In theory, the so-called Gen Zers should be best accustomed to existing in the online world. And by "existing", we don't just mean using emojis proficiently; we're also referring to data protection. In reality, however, evidence suggests that regardless of their age, people are woefully unprepared when it comes to knowing what sort of threats the internet presents.
Another survey, another set of horrible statistics
In late-2018, Google commissioned Harris Poll to call 3,000 US-based adults and ask them some cybersecurity-related questions. Those of you who have been actively interested in the industry won't be surprised to find out that the results are less than encouraging.
52% of the interviewed admitted that they use the same password for more than one account, and 13% said that they use one password for ALL their accounts. The rest (about 35%) claimed to have a unique password for every single one of the services they use, but it probably pays to take this with a pinch of salt in light of the fact that only 24% of the participants announced that they use a password management solution.
And although security experts keep telling people how important it is to install security patches as soon as they become available, a whopping 1 in 3 of the surveyed admitted that they either don't update their software products or have no idea whether they do. As we mentioned already, Harris Poll's research won't give security experts the shock of their lives. When it comes to regular users, however, things might be a tiny bit different. The people who took part in the survey certainly don't seem to see the magnitude of the problem.
Users think that they're on top of it all
59% of the surveyed told Harris Poll that according to them, they have done more than the average person to protect their accounts. Close to 70% are even prepared to give themselves As and Bs for the security habits that they've built. The figures show that people are being quite optimistic when assessing their own security posture, but this is hardly surprising considering the fact that, as another section of Google's infographic shows, many don't seem to be fully aware of the type of threats and the mechanisms that can protect them.
According to the report, about 60% knew what phishing was, 55% could correctly explain the functionality of a password manager, and the same percentage guessed what two-step verification does. We are talking about some pretty basic security-related notions, and yet, less than a third of the participants managed to correctly define all three terms.

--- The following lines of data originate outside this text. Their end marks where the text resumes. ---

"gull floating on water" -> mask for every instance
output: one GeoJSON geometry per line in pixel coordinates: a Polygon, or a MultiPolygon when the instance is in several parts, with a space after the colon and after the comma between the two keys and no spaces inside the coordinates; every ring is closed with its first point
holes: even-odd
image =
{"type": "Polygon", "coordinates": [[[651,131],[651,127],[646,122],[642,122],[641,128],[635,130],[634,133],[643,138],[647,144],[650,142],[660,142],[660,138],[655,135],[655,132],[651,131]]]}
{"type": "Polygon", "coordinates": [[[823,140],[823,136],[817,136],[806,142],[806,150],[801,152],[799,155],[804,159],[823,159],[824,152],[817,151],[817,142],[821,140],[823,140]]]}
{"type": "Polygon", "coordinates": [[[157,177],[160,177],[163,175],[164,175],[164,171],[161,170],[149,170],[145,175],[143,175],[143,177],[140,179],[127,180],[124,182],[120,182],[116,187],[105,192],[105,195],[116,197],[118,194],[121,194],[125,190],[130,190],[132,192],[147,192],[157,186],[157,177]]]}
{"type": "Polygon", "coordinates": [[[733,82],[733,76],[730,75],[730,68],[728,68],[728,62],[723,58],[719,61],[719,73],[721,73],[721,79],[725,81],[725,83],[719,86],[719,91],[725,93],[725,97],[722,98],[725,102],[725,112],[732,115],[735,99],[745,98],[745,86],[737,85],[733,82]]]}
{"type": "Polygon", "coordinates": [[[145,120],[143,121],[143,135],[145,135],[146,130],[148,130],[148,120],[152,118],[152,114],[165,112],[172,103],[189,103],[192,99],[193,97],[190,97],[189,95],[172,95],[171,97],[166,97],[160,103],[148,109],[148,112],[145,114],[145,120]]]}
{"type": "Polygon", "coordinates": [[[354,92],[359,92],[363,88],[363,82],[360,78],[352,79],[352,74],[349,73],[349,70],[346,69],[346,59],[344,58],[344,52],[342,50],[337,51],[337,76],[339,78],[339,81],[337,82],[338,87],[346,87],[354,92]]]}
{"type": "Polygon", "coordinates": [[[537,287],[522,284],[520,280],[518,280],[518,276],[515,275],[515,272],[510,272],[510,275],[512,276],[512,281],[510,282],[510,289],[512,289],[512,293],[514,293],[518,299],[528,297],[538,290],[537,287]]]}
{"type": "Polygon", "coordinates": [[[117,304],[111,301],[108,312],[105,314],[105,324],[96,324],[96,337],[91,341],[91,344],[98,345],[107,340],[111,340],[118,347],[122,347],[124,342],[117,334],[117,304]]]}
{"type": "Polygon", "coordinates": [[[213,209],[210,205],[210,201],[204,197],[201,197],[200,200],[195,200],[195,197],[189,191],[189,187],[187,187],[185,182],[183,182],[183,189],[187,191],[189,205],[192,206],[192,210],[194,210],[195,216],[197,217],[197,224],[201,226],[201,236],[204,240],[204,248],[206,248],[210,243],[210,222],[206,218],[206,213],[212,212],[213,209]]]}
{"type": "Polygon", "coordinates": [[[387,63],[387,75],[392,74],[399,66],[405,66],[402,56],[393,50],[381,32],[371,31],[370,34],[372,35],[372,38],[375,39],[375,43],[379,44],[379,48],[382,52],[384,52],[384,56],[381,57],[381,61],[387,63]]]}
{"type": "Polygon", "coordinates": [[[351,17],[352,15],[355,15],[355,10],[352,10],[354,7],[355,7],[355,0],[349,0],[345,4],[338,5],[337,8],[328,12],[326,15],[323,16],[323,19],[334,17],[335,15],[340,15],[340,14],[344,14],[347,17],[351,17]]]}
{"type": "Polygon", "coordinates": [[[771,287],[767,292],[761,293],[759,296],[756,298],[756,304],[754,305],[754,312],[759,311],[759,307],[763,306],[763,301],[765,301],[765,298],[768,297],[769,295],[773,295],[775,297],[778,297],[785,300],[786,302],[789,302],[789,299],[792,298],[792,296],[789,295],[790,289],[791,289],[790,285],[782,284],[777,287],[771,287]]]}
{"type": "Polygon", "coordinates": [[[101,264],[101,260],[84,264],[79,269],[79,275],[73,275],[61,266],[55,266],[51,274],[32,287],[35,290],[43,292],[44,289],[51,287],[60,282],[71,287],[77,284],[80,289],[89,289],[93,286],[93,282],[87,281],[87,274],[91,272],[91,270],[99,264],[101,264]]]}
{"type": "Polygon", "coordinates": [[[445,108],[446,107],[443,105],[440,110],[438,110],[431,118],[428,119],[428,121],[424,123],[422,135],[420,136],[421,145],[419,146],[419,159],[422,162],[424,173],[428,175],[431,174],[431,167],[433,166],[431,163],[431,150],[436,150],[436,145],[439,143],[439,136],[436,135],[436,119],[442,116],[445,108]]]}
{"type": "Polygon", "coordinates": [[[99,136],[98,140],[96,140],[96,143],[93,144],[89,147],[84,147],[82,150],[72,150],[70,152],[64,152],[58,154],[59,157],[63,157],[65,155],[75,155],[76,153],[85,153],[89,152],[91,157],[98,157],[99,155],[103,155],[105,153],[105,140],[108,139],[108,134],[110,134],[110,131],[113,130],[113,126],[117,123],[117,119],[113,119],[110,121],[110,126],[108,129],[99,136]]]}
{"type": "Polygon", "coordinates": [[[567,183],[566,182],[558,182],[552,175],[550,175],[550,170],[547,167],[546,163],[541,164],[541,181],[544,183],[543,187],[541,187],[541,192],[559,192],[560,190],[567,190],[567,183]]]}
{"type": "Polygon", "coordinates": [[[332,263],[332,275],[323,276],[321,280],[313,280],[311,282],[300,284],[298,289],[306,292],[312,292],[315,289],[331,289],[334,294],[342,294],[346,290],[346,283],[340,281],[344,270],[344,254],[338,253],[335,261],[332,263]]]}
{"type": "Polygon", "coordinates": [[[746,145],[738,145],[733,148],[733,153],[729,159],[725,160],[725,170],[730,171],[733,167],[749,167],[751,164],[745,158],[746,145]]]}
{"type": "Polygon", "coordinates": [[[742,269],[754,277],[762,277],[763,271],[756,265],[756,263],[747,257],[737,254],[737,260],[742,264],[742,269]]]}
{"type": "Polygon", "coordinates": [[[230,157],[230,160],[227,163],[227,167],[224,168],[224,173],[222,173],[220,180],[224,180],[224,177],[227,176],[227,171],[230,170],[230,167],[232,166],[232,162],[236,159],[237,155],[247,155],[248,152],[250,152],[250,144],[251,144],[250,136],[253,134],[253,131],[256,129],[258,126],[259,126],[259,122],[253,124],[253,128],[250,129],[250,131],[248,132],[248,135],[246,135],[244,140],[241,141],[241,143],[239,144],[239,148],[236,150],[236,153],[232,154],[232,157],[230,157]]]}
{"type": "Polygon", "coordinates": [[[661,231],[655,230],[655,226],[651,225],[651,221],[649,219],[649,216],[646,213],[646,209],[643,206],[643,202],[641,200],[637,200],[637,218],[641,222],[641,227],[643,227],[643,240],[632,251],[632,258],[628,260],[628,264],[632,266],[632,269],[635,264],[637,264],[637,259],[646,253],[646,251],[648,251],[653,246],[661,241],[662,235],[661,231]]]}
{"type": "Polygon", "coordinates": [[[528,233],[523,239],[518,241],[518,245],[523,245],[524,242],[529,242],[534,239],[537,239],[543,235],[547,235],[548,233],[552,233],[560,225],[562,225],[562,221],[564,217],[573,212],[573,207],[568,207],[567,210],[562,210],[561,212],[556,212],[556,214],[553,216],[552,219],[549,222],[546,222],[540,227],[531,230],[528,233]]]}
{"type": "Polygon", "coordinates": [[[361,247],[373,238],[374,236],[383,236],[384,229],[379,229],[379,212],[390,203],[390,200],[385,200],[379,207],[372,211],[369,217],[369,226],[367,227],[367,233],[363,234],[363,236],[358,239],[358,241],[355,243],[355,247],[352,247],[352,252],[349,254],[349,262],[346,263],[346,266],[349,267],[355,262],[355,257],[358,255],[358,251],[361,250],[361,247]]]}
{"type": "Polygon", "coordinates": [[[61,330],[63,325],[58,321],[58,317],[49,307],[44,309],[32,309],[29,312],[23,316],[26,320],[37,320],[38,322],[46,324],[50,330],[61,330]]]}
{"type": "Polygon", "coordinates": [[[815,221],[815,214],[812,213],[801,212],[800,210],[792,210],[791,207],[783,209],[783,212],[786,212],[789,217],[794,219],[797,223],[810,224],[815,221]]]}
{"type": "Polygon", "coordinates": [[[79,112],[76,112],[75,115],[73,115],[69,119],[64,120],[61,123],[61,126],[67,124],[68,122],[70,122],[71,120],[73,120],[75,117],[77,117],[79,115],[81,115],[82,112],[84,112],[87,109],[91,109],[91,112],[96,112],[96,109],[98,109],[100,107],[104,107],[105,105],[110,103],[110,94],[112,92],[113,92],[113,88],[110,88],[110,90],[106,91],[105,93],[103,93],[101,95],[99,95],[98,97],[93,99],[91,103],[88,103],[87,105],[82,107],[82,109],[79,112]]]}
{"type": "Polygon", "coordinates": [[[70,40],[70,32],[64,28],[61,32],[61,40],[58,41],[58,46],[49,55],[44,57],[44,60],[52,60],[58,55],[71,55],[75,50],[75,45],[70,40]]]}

Youngsters are not more security savvy
You'd expect that having grown up with a computer mouse in their hand, a younger person would be more aware of the dangers and the online security issues they have to deal with. This doesn't seem to be the case, though. In fact, in an interview with Mashable, Emily Schechter from Google's Chrome Security team said that a whopping 78% of the participants aged between 16 and 24 admitted to using one password for multiple accounts. By contrast, about 60% of baby boomers (aged 50 or over) admitted to password reuse which, while far from a great result, is significantly better.
While they certainly have password security problems, Gen Zers don't seem to have any confidence issues. More than 70% of the younger participants said that they wouldn't fall for a phishing scam. It's a shame that only 44% actually knew what a phishing scam is.
It must be said that we probably shouldn't be too hard on Generation Z members. When it comes to two-factor authentication adoption, for example, they have overtaken all other age groups, with more than three-quarters of the interviewed youngsters claiming to use the feature. According to Google's infographic, younger users are also more likely to regularly update their passwords and to employ the services of a password manager.
All in all, although they had the privilege to grow up in the digital world, Gen Zers are facing the same cybersecurity problems as the rest of the users. They are not necessarily worse at handling them, but they don't seem to be significantly better at it, either.